President Barack Obama is planning a stop in Davenport next week to highlight the role of advanced manufacturing in American job creation and exports.
Alcoa, which operates an advanced manufacturing plant in Davenport, announced Thursday that President Obama would be visiting on Tuesday, June 28. The stop has not yet been officially placed on the White House schedule, which is currently blank for the entire week.
The president is expected to discuss American manufacturing in relation to the local, state, national and global economies and its importance to communities throughout the nation.
Alcoa’s Davenport Works produces fabricated aluminum products. Alcoa’s national website boasts, “Practically every airplane anywhere in the world has some type of Alcoa product on it. The Davenport facility has been operational since 1948 and is more than one mile long, housing 130 acres of manufacturing under a single roof.
“It is a true honor that President Obama has chosen to visit Alcoa in Davenport, a great example of the high technical capabilities an innovation that makes U.S. manufacturing strong,” said Klause Kleinfeld, Alcoa chairman and chief executive.
“We have more jobs in Davenport today than before the crisis as we capture growing global demand for innovative products. We welcome the opportunity to share with the President our American manufacturing success story,”
Despite the lack of an official trip announcement, the Republican National Committee has already issued a statement critical of the stop.
“Unfortunately for the president, speeches and factory tours do not reverse the damaging policies his administration has enacted on job creators,” said Ryan Mahoney, spokesman for the RNC. “This president’s anti-job, anti-manufacturing agenda has failed the citizens of Iowa and continues to leave millions of Americans scratching their heads wondering when this president will follow through on his promises to put our country back to work.”

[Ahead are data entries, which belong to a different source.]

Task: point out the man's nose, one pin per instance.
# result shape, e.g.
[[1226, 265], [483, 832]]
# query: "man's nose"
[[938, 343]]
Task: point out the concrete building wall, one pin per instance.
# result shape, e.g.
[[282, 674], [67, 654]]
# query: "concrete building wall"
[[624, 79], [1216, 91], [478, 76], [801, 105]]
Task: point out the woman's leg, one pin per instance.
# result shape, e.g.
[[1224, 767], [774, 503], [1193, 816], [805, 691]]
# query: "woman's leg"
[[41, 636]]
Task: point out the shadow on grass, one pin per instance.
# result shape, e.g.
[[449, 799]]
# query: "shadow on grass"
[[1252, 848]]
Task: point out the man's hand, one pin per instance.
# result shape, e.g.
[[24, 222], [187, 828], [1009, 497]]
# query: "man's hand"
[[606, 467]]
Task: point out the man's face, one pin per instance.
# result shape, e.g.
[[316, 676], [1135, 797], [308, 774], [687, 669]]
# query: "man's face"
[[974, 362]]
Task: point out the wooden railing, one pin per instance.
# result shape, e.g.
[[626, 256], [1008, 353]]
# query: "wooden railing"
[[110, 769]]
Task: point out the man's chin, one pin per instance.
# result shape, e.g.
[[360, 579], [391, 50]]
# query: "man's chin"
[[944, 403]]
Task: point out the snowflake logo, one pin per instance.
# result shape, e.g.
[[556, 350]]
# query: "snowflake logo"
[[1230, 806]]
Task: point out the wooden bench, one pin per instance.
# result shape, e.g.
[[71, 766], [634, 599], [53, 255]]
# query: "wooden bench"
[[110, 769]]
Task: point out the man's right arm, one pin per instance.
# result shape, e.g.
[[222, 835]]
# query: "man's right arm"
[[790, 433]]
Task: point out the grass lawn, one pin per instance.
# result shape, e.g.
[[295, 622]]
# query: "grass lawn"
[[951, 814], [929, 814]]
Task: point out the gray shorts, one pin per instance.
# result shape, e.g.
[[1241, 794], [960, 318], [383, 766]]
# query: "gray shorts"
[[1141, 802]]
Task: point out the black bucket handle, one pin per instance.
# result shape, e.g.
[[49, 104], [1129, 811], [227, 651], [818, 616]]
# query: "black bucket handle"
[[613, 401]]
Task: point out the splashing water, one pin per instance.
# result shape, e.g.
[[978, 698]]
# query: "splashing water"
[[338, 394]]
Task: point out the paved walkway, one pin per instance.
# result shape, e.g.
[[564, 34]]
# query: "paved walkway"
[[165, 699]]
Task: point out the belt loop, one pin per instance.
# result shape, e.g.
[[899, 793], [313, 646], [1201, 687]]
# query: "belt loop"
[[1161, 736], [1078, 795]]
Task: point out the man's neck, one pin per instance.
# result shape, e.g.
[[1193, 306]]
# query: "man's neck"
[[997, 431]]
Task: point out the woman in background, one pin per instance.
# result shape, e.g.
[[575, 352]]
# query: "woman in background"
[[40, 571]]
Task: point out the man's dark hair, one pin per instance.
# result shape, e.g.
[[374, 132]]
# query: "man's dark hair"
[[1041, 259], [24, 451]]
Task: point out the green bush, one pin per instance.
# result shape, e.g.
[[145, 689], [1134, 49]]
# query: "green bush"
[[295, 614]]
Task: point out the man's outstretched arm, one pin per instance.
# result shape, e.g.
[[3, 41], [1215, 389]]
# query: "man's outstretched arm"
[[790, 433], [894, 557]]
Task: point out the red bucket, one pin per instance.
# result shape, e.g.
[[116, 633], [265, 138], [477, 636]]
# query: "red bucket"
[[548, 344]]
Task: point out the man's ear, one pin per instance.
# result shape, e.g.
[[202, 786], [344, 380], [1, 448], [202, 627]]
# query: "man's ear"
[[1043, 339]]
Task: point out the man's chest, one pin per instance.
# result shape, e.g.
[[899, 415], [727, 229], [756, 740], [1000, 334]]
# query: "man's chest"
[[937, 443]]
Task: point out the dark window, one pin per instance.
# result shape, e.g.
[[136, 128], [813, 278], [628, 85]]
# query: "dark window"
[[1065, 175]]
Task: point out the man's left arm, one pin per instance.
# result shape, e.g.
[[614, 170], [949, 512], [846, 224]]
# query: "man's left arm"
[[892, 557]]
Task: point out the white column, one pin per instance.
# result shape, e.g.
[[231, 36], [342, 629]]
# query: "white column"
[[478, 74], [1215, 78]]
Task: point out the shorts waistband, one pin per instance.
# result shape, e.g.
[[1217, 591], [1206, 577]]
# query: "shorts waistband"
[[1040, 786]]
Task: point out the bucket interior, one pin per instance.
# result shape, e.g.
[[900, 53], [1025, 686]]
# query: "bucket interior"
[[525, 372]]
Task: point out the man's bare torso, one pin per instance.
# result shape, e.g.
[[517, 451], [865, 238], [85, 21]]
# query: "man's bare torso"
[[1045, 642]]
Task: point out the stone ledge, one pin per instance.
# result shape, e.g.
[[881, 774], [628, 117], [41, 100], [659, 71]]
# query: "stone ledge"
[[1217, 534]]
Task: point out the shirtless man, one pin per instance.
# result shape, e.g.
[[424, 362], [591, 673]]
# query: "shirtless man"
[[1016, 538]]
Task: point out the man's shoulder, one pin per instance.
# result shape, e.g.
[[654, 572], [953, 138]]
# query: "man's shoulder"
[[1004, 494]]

The RNC is specifically pointing to an ongoing labor dispute between Boeing Co. and the National Labor Relations Board as evidence that the Obama administration has launched “an unprecedented intrusion into boardrooms.” While the case itself is currently in adjudication to determine if Boeing violated federal labor laws by retaliating against organized workers, the union representing Boeing workers in Washington state has filed an ethics complaint against U.S. Sen. Lindsey Graham, a South Carolina Republican.